I take a second to draw in the sights, the shimmering lights just beyond the building. On the lit path, a couple walks arm in arm for a few steps, disappearing beyond the hedge.
Love. They’re clearly in love.
I close my eyes, thumping my head on the glass at the shifting thoughts.
“I assume the kids are asleep, so you have five seconds before I start pounding on the door.” Yennifer breaks my paranoia, and my smile returns as I head for the suite entrance.
Swinging it open wide, I lean out the opening in time to spot Yenn standing in the center of the rotunda with her phone pressed to her ear.
“Yenn!” I whisper-squeak, motioning her toward me.

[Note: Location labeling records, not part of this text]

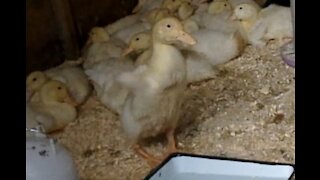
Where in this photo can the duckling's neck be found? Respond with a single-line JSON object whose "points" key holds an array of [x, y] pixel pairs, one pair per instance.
{"points": [[164, 58], [248, 23]]}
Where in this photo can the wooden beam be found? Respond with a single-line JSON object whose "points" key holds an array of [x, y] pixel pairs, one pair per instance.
{"points": [[66, 26]]}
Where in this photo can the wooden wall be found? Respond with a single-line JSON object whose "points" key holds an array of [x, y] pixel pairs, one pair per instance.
{"points": [[57, 29]]}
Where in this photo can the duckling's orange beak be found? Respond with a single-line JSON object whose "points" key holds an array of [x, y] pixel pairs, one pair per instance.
{"points": [[233, 17], [29, 94], [127, 51], [185, 38], [203, 1], [70, 100]]}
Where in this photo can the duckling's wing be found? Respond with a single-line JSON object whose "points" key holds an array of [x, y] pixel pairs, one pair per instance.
{"points": [[135, 79]]}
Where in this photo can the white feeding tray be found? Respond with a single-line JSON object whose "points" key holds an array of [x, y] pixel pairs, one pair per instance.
{"points": [[196, 167]]}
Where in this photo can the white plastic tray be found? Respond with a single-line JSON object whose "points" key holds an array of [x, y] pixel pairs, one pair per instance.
{"points": [[196, 167]]}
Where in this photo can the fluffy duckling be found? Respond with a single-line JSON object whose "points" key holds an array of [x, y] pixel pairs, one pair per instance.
{"points": [[146, 5], [103, 77], [172, 5], [156, 89], [235, 3], [55, 109], [272, 22], [217, 47], [122, 23], [34, 82], [140, 43], [73, 76], [125, 34], [101, 47], [155, 15], [198, 68], [185, 10]]}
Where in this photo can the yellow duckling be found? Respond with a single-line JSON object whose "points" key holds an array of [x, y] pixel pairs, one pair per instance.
{"points": [[34, 82], [198, 68], [140, 43], [260, 26], [100, 47], [73, 76], [156, 89], [54, 111]]}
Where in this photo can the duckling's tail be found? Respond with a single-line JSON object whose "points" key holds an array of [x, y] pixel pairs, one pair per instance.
{"points": [[241, 43]]}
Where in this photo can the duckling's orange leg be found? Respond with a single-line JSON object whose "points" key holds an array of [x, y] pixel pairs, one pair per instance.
{"points": [[151, 160], [172, 148]]}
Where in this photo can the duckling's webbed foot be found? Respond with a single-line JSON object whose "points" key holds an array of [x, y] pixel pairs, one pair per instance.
{"points": [[151, 160], [172, 148]]}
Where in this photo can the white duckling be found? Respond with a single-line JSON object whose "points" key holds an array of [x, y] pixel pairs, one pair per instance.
{"points": [[101, 47], [198, 68], [34, 82], [155, 15], [146, 5], [156, 89], [216, 17], [122, 23], [217, 47], [235, 3], [55, 109], [272, 22], [185, 10], [172, 5], [73, 76], [103, 75], [140, 43]]}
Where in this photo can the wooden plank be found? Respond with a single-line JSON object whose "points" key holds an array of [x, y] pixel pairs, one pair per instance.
{"points": [[66, 26]]}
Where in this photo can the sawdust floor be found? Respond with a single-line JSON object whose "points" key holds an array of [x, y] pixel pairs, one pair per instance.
{"points": [[247, 111]]}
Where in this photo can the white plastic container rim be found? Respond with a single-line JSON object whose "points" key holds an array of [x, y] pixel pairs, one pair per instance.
{"points": [[187, 166]]}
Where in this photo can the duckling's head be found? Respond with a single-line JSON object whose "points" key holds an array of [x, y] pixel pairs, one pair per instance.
{"points": [[244, 12], [35, 81], [139, 42], [98, 34], [185, 10], [217, 7], [157, 14], [172, 5], [170, 30], [56, 91]]}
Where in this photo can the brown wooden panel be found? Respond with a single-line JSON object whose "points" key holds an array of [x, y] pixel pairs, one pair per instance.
{"points": [[89, 13], [43, 45]]}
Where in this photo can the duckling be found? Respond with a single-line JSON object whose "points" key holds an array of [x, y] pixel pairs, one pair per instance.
{"points": [[55, 109], [73, 76], [122, 23], [156, 89], [156, 14], [235, 3], [185, 10], [108, 90], [125, 34], [216, 46], [146, 5], [35, 80], [100, 47], [272, 22], [172, 5], [197, 67], [140, 43]]}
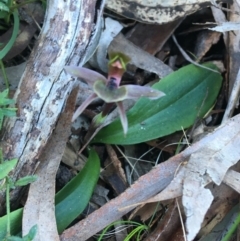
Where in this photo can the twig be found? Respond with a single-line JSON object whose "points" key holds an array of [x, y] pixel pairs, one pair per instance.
{"points": [[234, 98], [187, 57]]}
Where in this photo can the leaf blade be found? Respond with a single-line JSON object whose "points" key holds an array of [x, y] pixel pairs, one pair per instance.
{"points": [[190, 92]]}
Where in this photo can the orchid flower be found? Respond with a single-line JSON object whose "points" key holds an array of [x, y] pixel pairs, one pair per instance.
{"points": [[109, 89]]}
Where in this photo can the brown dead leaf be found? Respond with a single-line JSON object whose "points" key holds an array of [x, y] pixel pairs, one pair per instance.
{"points": [[211, 163], [39, 208]]}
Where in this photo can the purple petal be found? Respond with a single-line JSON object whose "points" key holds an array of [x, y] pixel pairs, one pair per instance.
{"points": [[123, 117], [136, 91], [83, 106], [87, 75], [109, 93]]}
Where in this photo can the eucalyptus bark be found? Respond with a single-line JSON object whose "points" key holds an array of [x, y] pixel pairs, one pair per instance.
{"points": [[44, 87]]}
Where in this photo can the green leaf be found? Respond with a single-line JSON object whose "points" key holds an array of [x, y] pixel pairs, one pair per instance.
{"points": [[6, 167], [25, 180], [4, 7], [190, 94], [14, 238], [70, 201], [74, 197], [16, 223]]}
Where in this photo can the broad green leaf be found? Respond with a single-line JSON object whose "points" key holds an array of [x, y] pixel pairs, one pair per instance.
{"points": [[6, 167], [70, 201], [26, 180], [74, 197], [4, 7], [190, 94], [16, 223]]}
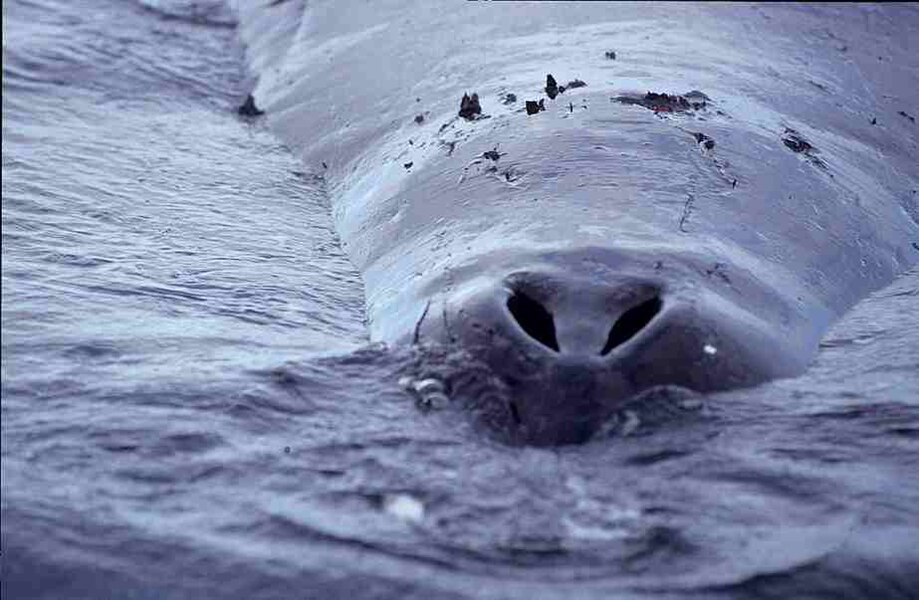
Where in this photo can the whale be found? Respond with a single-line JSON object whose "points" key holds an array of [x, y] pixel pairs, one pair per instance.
{"points": [[589, 201]]}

Was it just a minute ago that I felt like everything was suffocating me?
She hops into the room smelling like heaven and wearing a flowing outfit that looks like it’s made of several scarves. It’s very European, I guess.
“Bitch, it’s so good to see you!” she says, her eyes sparkling when she tosses her $20,000 bag on the plush sofa as if it were a Wal-Mart Birkin.
She pulls me into another tight hug, her long dreadlocks, which now hang to her knees, wound in a half-up, half-down style. The gold bands she’s artfully placed on different strands bring the entire look together.
“I was planning on meeting up with you before you or I left,” I say. “You didn’t have to come all this way so late.”
Not that it really matters. My body is still kinda on Chicago time, where it’s afternoon.
“As if I’d give up the opportunity to see my best friend as soon as fucking possible,” she says with a goofy scoff.